Kenya say it won’t send police mission to Haiti until UN funds it

NAIROBI, Nov 12 (NNN-AFRICANEWS) — Kenya’s government has said it won’t deploy its police officers to Haiti until all conditions on training and funding are met.

Last month the UN Security Council gave its approval for Kenya to command a multinational mission to combat violent gangs in the troubled Caribbean country.

Interior Minister Kithure Kindiki told Parliament’s Departmental Committee on Administration and Internal Security that “unless all resources are mobilized and availed, our troops will not leave the country.”

He said UN member states are securing resources and have identified how funds will be mobilised and made available to Kenya for the mission. However, it was not immediately clear when the forces would be fully trained and funded to allow for deployment, or when they might be deployed.

Kindiki also tweeted that the “Deployment of National Police Service Officers to Haiti will neither compromise nor undermine the capacity and capability of the service to fulfil its mandate to secure citizens and their property.” 

Meanwhile, in PORT-AU-PRINCE, Haiti is reporting a fresh round of gang-related killings and kidnappings as it awaits help.

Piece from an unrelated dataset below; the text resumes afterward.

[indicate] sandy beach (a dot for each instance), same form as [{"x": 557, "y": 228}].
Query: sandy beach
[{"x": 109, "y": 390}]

On Wednesday, Haiti’s Superior Court of Auditors and Administrative Disputes said five of its employees were kidnapped in the capital, Port-au-Prince, forcing the agency to temporarily postpone all hearings.

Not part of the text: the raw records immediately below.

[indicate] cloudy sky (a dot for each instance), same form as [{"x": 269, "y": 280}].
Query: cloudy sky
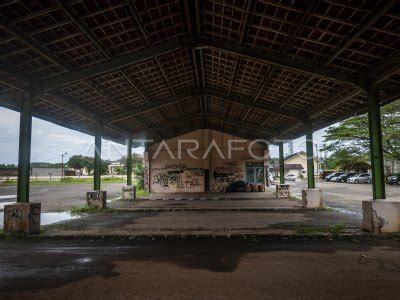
[{"x": 50, "y": 140}]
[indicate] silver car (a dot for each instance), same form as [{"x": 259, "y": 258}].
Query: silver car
[{"x": 361, "y": 178}]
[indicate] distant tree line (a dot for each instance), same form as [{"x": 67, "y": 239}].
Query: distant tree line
[{"x": 349, "y": 141}]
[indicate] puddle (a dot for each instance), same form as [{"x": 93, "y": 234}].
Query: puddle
[
  {"x": 8, "y": 197},
  {"x": 5, "y": 203},
  {"x": 47, "y": 218},
  {"x": 347, "y": 211}
]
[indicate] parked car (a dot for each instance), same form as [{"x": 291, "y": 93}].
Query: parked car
[
  {"x": 393, "y": 179},
  {"x": 290, "y": 177},
  {"x": 328, "y": 178},
  {"x": 237, "y": 186},
  {"x": 360, "y": 178},
  {"x": 271, "y": 177},
  {"x": 343, "y": 178},
  {"x": 323, "y": 174}
]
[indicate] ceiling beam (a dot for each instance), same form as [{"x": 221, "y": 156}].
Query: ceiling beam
[
  {"x": 387, "y": 69},
  {"x": 249, "y": 102},
  {"x": 339, "y": 97},
  {"x": 111, "y": 65},
  {"x": 202, "y": 43},
  {"x": 202, "y": 93},
  {"x": 311, "y": 68}
]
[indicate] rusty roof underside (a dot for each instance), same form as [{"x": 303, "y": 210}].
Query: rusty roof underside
[{"x": 157, "y": 69}]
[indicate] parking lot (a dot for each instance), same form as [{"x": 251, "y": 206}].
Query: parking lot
[{"x": 345, "y": 196}]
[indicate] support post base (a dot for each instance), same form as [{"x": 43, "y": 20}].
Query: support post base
[
  {"x": 96, "y": 198},
  {"x": 128, "y": 193},
  {"x": 311, "y": 198},
  {"x": 381, "y": 216},
  {"x": 282, "y": 191},
  {"x": 22, "y": 217}
]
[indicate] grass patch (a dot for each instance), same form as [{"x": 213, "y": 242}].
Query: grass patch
[
  {"x": 66, "y": 180},
  {"x": 141, "y": 193},
  {"x": 92, "y": 210}
]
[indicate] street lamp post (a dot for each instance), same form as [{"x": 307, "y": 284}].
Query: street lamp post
[{"x": 62, "y": 164}]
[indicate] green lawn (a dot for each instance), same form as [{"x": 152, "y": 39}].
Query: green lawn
[{"x": 67, "y": 180}]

“The court hopes that the civil servants, who do not receive a salary that allows them to meet the financial demands of the kidnappers, will be quickly released,” it said in a statement.

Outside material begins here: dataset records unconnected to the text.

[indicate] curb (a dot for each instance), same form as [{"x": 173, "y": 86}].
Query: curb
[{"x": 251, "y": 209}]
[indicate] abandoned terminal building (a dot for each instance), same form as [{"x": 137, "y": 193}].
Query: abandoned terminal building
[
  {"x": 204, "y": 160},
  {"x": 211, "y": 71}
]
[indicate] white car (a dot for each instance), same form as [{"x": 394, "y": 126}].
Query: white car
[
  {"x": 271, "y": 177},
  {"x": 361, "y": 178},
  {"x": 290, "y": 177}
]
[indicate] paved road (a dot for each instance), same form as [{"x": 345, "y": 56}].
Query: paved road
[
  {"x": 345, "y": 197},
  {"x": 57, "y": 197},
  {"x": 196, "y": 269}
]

Also this week, the U.N.’s International Organisation for Migration said that nearly 2,500 people in the coastal town of Mariani located west of the capital were displaced by violence as gangs infiltrate previously peaceful communities.

Nearly 200,000 Haitians have now lost their homes to gangs who pillage neighbourhoods operated by rivals in their quest to control more territory. Many of the displaced are now sleeping outside or in makeshift settlements that are crowded and extremely unsanitary.

The UN’s children’s agency says nearly five million Haitians are going hungry, partly because of the gang violence.

More than 1,230 killings and 701 kidnappings were reported across Haiti from July 1 to Sept. 30, more than double the figure reported during the same period last year, according to the U.N.

Gangs continue to overwhelm Haiti’s National Police, which remains understaffed and underfunded despite the international community supplying training and resources. In late October, two more police officers were killed, according to a police union, with a total of 32 officers slain so far this year.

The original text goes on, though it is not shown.